Many decades later, the Spadina Expressway controversy is a reminder of the post-war clash between the interests of inner-city dwellers and the values of suburbanites and of a redevelopment philosophy that could be summarized as "to hell with the old...bring on the new."
In The Shape of the City: Toronto Struggles with Modern Planning, John Sewell, a former mayor of Toronto and one of the key activists in what became a grassroots movement against the highway, writes that as the former wanted to protect their neighbourhoods, the latter desired an easy access to downtown, where a vast majority of them worked.
Like elsewhere in North America, a good chunk of Toronto's middle class moved away from the inner city to the urban fringe and beyond, relying on cars to ferry them from their remotely located, under-serviced and often unsustainable, suburban communities.
These two opposing visions for the city were reflected in the Metro Council and the Toronto City Council. Not surprisingly, the suburban councillors were all much in favour of the highway, while the majority of the Toronto councillors opposed it.
The Spadina Expressway was one of a series of planned highway routes for the city, which included a Highway 400 extension, Scarborough, and the Crosstown.
All of them were to culminate in the centre of the city. Nearly a thousand houses were to be demolished and in their place new parking lots were to be constructed.
To Sewell and others, this plan did not simply mean getting downtown faster; it was really a "remaking [of] the city in a radical fashion."
Those opposing the Spadina Expressway banded together in a coalition called Stop Spadina Save Our City Coordinating Committee (SSSOCCC).

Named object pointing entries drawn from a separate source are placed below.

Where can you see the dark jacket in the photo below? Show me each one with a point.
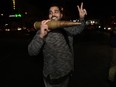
(58, 57)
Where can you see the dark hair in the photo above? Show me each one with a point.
(57, 5)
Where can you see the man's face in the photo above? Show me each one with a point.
(54, 13)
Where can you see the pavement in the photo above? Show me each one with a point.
(93, 55)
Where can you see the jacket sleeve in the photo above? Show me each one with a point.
(35, 45)
(74, 30)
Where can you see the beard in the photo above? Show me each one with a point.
(54, 18)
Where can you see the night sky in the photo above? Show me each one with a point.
(40, 7)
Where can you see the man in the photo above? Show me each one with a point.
(58, 55)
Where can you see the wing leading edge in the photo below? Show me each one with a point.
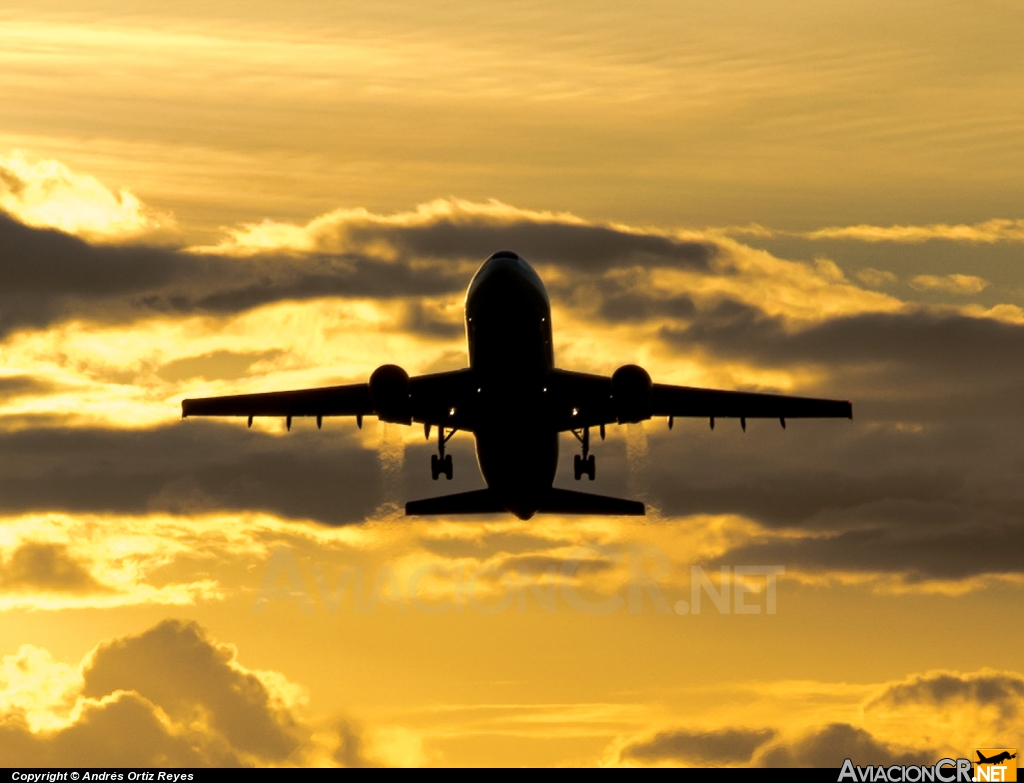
(439, 398)
(581, 399)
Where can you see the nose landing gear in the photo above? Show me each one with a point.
(441, 463)
(584, 464)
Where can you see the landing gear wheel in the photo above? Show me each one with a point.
(582, 465)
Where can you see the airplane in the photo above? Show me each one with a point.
(515, 402)
(997, 758)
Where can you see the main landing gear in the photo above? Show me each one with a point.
(440, 463)
(584, 464)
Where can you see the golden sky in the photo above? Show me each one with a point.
(810, 198)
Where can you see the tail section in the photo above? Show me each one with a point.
(568, 502)
(477, 502)
(556, 502)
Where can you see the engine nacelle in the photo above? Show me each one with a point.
(389, 394)
(631, 392)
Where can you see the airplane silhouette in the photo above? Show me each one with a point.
(997, 758)
(515, 402)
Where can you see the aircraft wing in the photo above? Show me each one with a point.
(581, 399)
(438, 398)
(352, 399)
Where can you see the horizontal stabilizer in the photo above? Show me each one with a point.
(477, 502)
(568, 502)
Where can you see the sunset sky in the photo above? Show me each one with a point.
(813, 198)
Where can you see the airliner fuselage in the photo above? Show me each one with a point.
(508, 329)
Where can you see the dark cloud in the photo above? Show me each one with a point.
(168, 697)
(588, 248)
(829, 746)
(46, 567)
(177, 667)
(47, 276)
(23, 386)
(212, 366)
(350, 751)
(124, 731)
(700, 748)
(943, 691)
(192, 466)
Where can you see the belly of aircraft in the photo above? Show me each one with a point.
(518, 463)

It was organized in the 1960s by Alan Powell, a U of T professor, and its membership included Jane Jacobs (who resided in the Annex) as well as practically every social group who was affected by the potential appearance of the expressway.
The group lobbied powerfully for several years, organized demonstrations, crowded political meetings and researched links among various politicians to the highway.
The Spadina Expressway became the election issue in 1969, and Sewell, a member of the SSSOCCC, was elected to the Toronto City council.
In tune with other councillors who stood against the erection of the expressway, he vowed fiercely to continue to oppose the expressway at the Councils and to take the fight to the provincial government if necessary.
The Spadina Expressway was fortunately never completed, and the part that did get built was renamed W. R. Allen Road.
However, before Bill Davis, the provincial premier, halted the construction in 1971, a giant ditch was dug up in the north end of Cedervale park, which served as a reminder of how closely it came to destroying the essence of the inner city.
Other bits of evidence of the planned expressway also remain elsewhere in the city. As Mark Osbaldeston notes in Unbuilt Toronto: A History of the City that Might Have Been, the facade of U of T's New College that faces Spadina is windowless (builders anticipated an ugly view).
Also, the lawn at the Toronto Archives sets the building far back from the street to accommodate the expressway that was thought to be coming and the Ben Nobelman Parkette just south of Allen Road's termination at Eglinton was built on land that had been acquired for the expressway's path south.
In fact, in 1985 the province leased the city a three feet deep by 750 feet long tract of land in the same area just to ensure that Metro couldn't somehow find a way to continue with the highway.
This narrow strip serves as a mostly symbolic blockade, but an important one for those who cherish neighbourhoods like Cedervale and the Annex.